According to the book, the US embassy in London was sending Washington worrying accounts of Mr Blair's position. "We were talking to backbenchers. What we heard was a fairly strident message that there was only so far that we could go, and the UN was extremely important. We heard some very ominous analyses of what could happen," said one official.

Ms Rice told the book's authors: "I remember standing in the Oval Office, and the President said, 'We can't have the British Government fall because of this decision over war.' I said: 'So what are you saying?' He said, 'I have to tell Tony that he doesn't have to do this.'"

Ms Rice's first thought was to call Sir David Manning, her opposite number in Downing Street, to prepare the ground but Mr Bush judged there was no time. "I'm going to call him right now," he said.

"What I want to say to you is that my last choice is to have your government go down," he told Mr Blair. "We don't want that to happen under any circumstances. I really mean that."

If it would help, he would let Mr Blair "drop out of the coalition" and the US would find some other way for Britain to participate. Ms Rice described the conversation as "very emotional" for the President.

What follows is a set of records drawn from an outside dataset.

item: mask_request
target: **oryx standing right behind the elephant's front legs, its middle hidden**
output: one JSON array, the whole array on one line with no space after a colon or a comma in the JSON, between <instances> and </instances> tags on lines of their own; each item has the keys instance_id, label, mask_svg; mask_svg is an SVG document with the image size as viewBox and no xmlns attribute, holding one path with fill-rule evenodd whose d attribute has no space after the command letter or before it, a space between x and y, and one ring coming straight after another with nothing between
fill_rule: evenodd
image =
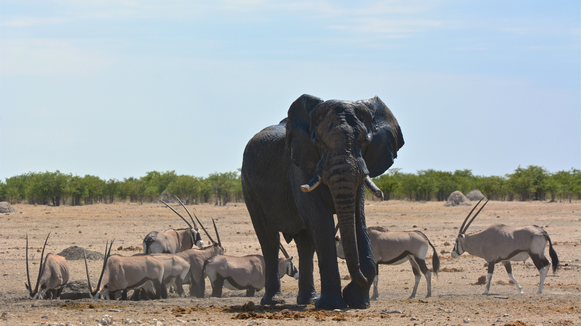
<instances>
[{"instance_id":1,"label":"oryx standing right behind the elephant's front legs, its middle hidden","mask_svg":"<svg viewBox=\"0 0 581 326\"><path fill-rule=\"evenodd\" d=\"M440 258L437 256L436 248L428 240L428 237L420 231L389 231L379 226L368 227L367 231L375 258L375 278L373 280L373 295L371 296L371 300L377 300L379 295L377 289L379 264L400 265L407 261L410 262L411 270L413 270L415 276L414 291L411 292L408 299L415 298L419 280L422 278L420 271L424 274L428 282L428 295L426 295L426 298L432 296L432 272L426 266L426 254L428 253L429 247L432 247L433 250L432 267L434 270L433 273L436 276L440 268ZM335 244L337 247L337 256L345 259L343 244L339 236L335 237Z\"/></svg>"}]
</instances>

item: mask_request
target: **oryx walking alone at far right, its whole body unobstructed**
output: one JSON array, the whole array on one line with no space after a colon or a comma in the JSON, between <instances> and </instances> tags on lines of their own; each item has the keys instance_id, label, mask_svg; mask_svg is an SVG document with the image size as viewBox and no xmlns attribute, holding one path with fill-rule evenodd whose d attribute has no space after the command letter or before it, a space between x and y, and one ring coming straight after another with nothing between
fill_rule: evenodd
<instances>
[{"instance_id":1,"label":"oryx walking alone at far right, its whole body unobstructed","mask_svg":"<svg viewBox=\"0 0 581 326\"><path fill-rule=\"evenodd\" d=\"M484 199L484 198L482 198ZM482 201L482 199L480 201ZM551 238L547 231L536 225L510 227L504 224L492 224L482 231L471 234L466 234L466 230L474 221L478 213L485 207L486 201L482 207L476 212L474 217L466 224L474 209L480 204L476 203L472 211L464 219L464 223L458 231L456 244L451 252L453 258L458 258L464 252L471 255L476 255L484 258L488 263L488 275L486 282L486 290L482 294L488 294L490 291L490 282L492 281L492 273L494 271L494 264L503 263L507 270L508 277L517 286L518 293L522 294L522 287L518 285L517 280L512 276L511 260L513 262L525 262L529 257L533 260L535 267L539 270L540 281L539 291L537 294L543 293L543 285L545 277L547 277L551 263L544 255L545 248L548 242L548 254L551 256L553 262L553 274L559 269L559 258L551 244ZM466 227L464 227L466 224Z\"/></svg>"}]
</instances>

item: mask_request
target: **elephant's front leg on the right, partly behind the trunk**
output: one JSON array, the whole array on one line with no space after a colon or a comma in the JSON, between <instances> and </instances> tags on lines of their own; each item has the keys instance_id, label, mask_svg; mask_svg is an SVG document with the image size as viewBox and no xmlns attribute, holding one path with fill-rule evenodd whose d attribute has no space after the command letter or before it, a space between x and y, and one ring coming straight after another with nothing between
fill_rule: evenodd
<instances>
[{"instance_id":1,"label":"elephant's front leg on the right, partly behind the trunk","mask_svg":"<svg viewBox=\"0 0 581 326\"><path fill-rule=\"evenodd\" d=\"M359 252L359 264L361 273L367 278L367 285L362 287L352 280L343 289L343 299L349 307L367 309L370 307L369 290L375 278L375 259L371 249L367 223L365 222L365 186L360 184L357 189L355 229L357 234L357 251Z\"/></svg>"}]
</instances>

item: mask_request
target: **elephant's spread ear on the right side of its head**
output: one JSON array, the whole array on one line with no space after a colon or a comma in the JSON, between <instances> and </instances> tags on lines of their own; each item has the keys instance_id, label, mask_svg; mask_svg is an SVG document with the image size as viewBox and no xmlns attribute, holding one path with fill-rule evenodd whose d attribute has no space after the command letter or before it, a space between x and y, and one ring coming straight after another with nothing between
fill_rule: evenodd
<instances>
[{"instance_id":1,"label":"elephant's spread ear on the right side of its head","mask_svg":"<svg viewBox=\"0 0 581 326\"><path fill-rule=\"evenodd\" d=\"M357 102L365 104L373 117L371 121L373 138L365 149L363 159L369 176L375 178L392 166L397 151L404 144L403 135L396 117L379 97Z\"/></svg>"}]
</instances>

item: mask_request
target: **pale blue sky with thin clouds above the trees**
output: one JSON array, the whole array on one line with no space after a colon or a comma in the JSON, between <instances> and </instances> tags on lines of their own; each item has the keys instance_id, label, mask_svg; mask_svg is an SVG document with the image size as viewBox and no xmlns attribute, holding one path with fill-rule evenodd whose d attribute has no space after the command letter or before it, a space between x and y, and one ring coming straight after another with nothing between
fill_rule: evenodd
<instances>
[{"instance_id":1,"label":"pale blue sky with thin clouds above the trees","mask_svg":"<svg viewBox=\"0 0 581 326\"><path fill-rule=\"evenodd\" d=\"M379 96L394 167L581 167L579 1L6 1L0 178L234 171L303 93Z\"/></svg>"}]
</instances>

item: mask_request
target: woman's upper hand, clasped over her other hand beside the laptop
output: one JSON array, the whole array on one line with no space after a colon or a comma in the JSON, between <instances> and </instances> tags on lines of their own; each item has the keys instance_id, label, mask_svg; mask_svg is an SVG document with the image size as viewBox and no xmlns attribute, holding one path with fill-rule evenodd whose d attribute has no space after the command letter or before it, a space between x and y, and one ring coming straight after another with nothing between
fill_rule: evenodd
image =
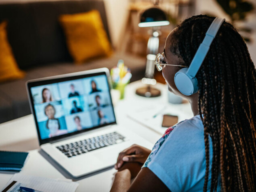
<instances>
[{"instance_id":1,"label":"woman's upper hand, clasped over her other hand beside the laptop","mask_svg":"<svg viewBox=\"0 0 256 192\"><path fill-rule=\"evenodd\" d=\"M150 153L151 150L143 146L134 144L119 153L118 161L115 164L115 169L119 169L120 167L122 167L124 162L145 163Z\"/></svg>"}]
</instances>

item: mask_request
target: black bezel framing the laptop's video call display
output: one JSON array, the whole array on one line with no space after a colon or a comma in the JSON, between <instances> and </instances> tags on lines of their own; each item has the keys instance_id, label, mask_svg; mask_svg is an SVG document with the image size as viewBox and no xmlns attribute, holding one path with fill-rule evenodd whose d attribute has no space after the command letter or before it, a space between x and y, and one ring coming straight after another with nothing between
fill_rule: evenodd
<instances>
[{"instance_id":1,"label":"black bezel framing the laptop's video call display","mask_svg":"<svg viewBox=\"0 0 256 192\"><path fill-rule=\"evenodd\" d=\"M107 71L106 71L107 70ZM113 102L112 102L112 98L111 98L111 86L109 83L109 71L108 69L103 68L102 70L97 69L94 73L93 71L95 70L90 70L90 71L83 71L83 72L78 72L78 73L69 73L69 74L65 74L65 75L57 75L57 76L53 76L53 77L46 77L46 78L42 78L42 79L35 79L35 80L30 80L27 81L27 92L29 95L29 104L30 104L30 109L31 112L34 116L34 121L36 124L36 130L37 130L37 135L38 135L38 140L39 140L39 144L45 144L48 142L55 142L57 140L62 140L64 138L67 138L69 136L75 136L93 129L98 129L101 127L105 127L107 125L114 125L116 124L116 118L115 118L115 111L113 109ZM92 128L88 128L88 129L82 129L80 131L74 131L68 134L63 134L60 136L55 136L53 138L46 138L46 139L41 139L41 135L40 135L40 131L39 131L39 126L38 126L38 121L36 118L36 111L35 111L35 107L34 107L34 100L33 100L33 96L31 93L31 88L36 87L36 86L44 86L44 85L48 85L48 84L52 84L52 83L59 83L59 82L64 82L64 81L71 81L71 80L76 80L76 79L84 79L86 77L94 77L94 76L98 76L98 75L105 75L106 80L107 80L107 85L108 85L108 89L109 89L109 95L110 95L110 102L111 102L111 106L112 106L112 111L113 111L113 115L114 115L114 122L111 123L107 123L104 125L98 125Z\"/></svg>"}]
</instances>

Mr Blair replied: "I said I'm with you. I mean it." One confidant explained: "Having taken it so far, backing out seemed to him a rather pathetic thing to do."

The book also claims that Colin Powell, who was Secretary of State, plotted with Jack Straw, the Foreign Secretary, to persuade Mr Blair to restrain President Bush. But the former prime minister did not stand up to him when the crunch came.

Mr Powell told the authors: "In the end Blair would always support the President. I found this very surprising... Jack [Straw] and I would get him all pumped up about an issue. And he'd be ready to say 'look here, George.' But as soon as he saw the President he would lose his steam."

The book says Mr Blair decided in 2002 to write to the President to express concern that the momentum towards war was growing too fast. But he "faltered and pulled his punches" and in effect told President Bush: "You know, George, whatever you decide to do, I'll be with you."